The current way Wales elects its AMs, a hybrid system known as the ‘Mixed Member System’ (40 via First Past The Post constituencies and 20 Regional List members) is far from perfect. The ban on dual candidacy applies to candidates wanting to stand in both a constituency seat and on a regional list, and has been in force since the 2007 elections.

 

It’s a ban that should never have been introduced in the first place. It was a measure which was imposed against the wishes of the National Assembly by the then UK Labour government. When a similar measure was considered in Scotland, the cross-party Arthbuthnot Commission firmly rejected a ban. Yet the last Labour Government pressed ahead.

 

The result? According to Cardiff University Wales Governance Centre, Wales is the only nation in the world – other than the Ukraine to impose such a ban.

 

Opponents of dual candidacy cling to the ‘Clwyd West’ problem – the situation when in 2003 the defeated Conservative, Plaid Cymru and Liberal Democrat candidates all gained election to the National Assembly – via the North Wales regional list.
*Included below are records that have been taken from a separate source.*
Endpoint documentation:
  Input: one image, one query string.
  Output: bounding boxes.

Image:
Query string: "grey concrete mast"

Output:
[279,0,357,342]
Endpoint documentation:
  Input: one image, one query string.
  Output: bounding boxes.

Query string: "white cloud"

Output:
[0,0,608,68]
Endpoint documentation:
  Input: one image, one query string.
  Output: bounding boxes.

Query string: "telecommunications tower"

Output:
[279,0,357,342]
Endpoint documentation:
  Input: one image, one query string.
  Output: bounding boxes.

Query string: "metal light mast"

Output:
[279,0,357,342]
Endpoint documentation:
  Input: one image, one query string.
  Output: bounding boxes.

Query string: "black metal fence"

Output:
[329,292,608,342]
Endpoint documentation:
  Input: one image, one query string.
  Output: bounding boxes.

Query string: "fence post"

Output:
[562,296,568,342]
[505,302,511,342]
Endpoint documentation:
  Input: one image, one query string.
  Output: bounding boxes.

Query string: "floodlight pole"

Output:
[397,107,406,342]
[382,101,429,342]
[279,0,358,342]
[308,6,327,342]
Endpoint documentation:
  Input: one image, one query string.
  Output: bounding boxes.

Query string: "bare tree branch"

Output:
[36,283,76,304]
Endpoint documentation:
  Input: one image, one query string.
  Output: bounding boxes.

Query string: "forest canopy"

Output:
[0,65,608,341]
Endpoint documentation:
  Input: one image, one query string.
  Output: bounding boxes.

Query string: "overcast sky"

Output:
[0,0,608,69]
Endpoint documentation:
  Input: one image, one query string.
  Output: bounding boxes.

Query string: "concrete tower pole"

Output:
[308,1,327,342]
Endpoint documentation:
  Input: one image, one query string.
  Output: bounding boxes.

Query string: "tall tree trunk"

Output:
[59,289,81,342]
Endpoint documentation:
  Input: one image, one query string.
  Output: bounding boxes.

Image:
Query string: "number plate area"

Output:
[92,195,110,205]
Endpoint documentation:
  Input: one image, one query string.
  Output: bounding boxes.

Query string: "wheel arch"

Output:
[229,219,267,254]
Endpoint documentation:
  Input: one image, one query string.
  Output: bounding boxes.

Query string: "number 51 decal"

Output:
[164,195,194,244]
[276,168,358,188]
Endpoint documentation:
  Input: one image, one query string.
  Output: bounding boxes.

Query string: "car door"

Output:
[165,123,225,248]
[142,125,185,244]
But the ‘problem’ appears to occupy the minds of those in the political bubble much more than voters – as Arthbuthnot discovered.

 

Former German chancellor and architect of re-unification Helmut Kohl was himself a List Member of the Bundestag between 1982 and 1990 when he lost out in his constituency. No one questioned his mandate and it’s hard to see why dual candidacy appears to be much more of an issue in Clwyd West than it was in West Germany.

 

We’ve been leading the call for change. The ban on dual candidacy means that across Wales, for the Conservatives, Plaid Cymru and the Liberal Democrats – and to a certain extent Labour outside of its heartlands, candidates have to play a game of Russian Roulette at each election. If a party does well and increases its share of the vote, like the Conservatives did in the 2011 Assembly elections, it’s likely that additional First Past The Post constituency seats will be won at the expense of list seats. The case of Nick Bourne – then Welsh Conservative leader and Mid & West Wales AM being knocked out by a Tory victory in the Montgomeryshire constituency is one such example.

 

Surely that’s democracy – some people win, some people lose? In an institution as small as the National Assembly, this unpredictable churn inevitably impacts on the scrutiny of the government. Regardless of one’s political view, the National Assembly is a poorer place without Conservatives like Nick Bourne and Jonathan Morgan, and others such as Helen Mary Jones. Reversing the ban would be good for democracy and bring Wales into line with most other democracies.

 

The longer-term solution of course, would be to elect all Assembly Members using the same system. An Electoral Reform Society report outlined why a shift to the exclusive use of First Past The Post would damage devolution: giving one party, Labour, a supermajority of 70% of seats on just 40% of the vote.

 

While the Wales Office should press ahead on reversing the ban, the Wales Office needs to tread carefully on double jobbing. The UK Government is right to look at restricting this practice but maintaining flexibility is key. The Secretary of State for Wales is himself a former AM, the National Assembly is a richer place for having former Members of Parliament sat on its benches; and the same is true of the Commons. A blanket ban on double jobbing would be counterproductive and the Wales Office must explore more flexible restrictions, such as allowing up to 12 months’ overlap after parliamentary and assembly elections.

 

Lastly, as all parties in the Senedd agree – the power over the National Assembly’s electoral arrangements should be devolved. It’s a decision that only affects the people of Wales: and it’s a decision that should be taken in Wales. To prevent a party or coalition of parties in the Senedd with a simple majority from changing the voting system to suit their own ends, a two-thirds rule of voting AMs should apply to any changes. A referendum could be used as a final mechanism in the event of the National Assembly being unable to agree changes.